Introduction To consider that viruses, more specifically cytomegalovirus (CMV), can trigger autoimmune hepatitis.
Case Report 54 year-old female presents with new onset jaundice, which was associated with abdominal distension, lower extremity edema and 10 pound weight gain. She has no history of intravenous drug use, blood transfusions, any new sexual partners in over 8 years or a family history of liver disease. The physical examination was remarkable for spider angiomata, icteric sclera, ascites, and edema.
The results of the biochemical analysis of the blood were the following: Liver enzymes were all elevated ALP 162 U/L, GGT 65 U/L, AST 154 U/L, ALT 72 U/L. Furthermore, her autoimmune workup was significant for an elevated ANA titer of 1:640, anti-smooth muscle ab titer 1:40 and a significant increase in immunoglobulins specifically IgG which was 4100 mg/dL. Interestingly, CMV Ab IgM was positive at 36.6 u/mL as well as CMV Ab IgG, which was positive at >10.00 u/mL. The rest of the work up was unremarkable in regards to hepatitis A, B, C, HIV, HSV, Epstein Barr virus (EBV), alpha1 antitrypsin, ceruloplasmin, iron level, ferritin and antimitochondrial ab. A liver biopsy was performed which showed heavy infiltration with lymphoplasmacytic inflammatory cells, interface hepatitis, bridging necrosis, and fibrosis. These pathologic and laboratory findings led us to a definitive diagnosis of autoimmune hepatitis (AIH) Type 1. In the setting of positive CMV IgG and IgM ab titers, we suggest that the trigger for AIH in this case was a preceding CMV infection. Her evolution was satisfactory under corticosteroid and azathioprine therapy.

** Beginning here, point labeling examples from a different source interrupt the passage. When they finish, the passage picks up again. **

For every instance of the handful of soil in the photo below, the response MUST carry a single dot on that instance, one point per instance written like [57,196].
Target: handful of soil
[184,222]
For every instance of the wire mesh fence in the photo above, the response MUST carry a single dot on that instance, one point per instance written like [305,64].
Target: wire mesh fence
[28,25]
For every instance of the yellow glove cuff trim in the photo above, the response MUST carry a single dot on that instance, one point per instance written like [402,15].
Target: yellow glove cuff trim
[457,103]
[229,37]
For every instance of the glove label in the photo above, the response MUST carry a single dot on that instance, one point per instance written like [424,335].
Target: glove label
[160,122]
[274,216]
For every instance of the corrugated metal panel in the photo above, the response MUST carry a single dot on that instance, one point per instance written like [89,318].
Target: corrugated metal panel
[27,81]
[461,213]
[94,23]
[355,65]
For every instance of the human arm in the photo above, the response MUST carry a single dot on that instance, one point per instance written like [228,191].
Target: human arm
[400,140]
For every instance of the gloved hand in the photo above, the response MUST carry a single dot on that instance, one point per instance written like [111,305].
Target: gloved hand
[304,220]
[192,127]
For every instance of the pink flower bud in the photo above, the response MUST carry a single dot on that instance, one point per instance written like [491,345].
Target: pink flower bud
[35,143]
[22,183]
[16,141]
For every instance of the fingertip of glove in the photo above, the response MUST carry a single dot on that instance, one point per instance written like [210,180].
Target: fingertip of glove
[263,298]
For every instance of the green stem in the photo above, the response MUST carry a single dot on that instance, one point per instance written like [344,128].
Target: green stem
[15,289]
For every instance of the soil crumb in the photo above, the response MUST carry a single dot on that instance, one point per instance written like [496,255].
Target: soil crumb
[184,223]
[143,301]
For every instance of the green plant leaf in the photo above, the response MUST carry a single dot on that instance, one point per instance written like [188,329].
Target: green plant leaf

Discussion Autoimmune hepatitis is a chronic hepatocellular inflammation and necrosis of unknown cause. The most supported pathogenesis of AIH postulates that a combination of environmental triggers, failure of immune system tolerance and a genetic predisposition that may induce a T cell–mediated immune attack against the liver. Case studies in the literature report AIH being triggered by virus and drugs. There is evidence of cross-reactivity between anti-LKM1 and antibodies against homologous regions of cytomegalovirus (exon CMV130-135). This case could explain an association between cytomegalovirus infection and autoimmune hepatitis.
As clinicians, it is difficult to diagnose autoimmune hepatitis because its presentation can be acute, severe, asymptomatic or chronic. Diagnosis requires multiple findings and exclusions of similar diseases. When excluding, make sure viral etiologies are part of the differential, which in this case is CMV. If indeed a trigger is required to set off a sequence of events leading to autoimmune hepatitis in these predisposed individuals, viruses are among the most likely candidates⇓.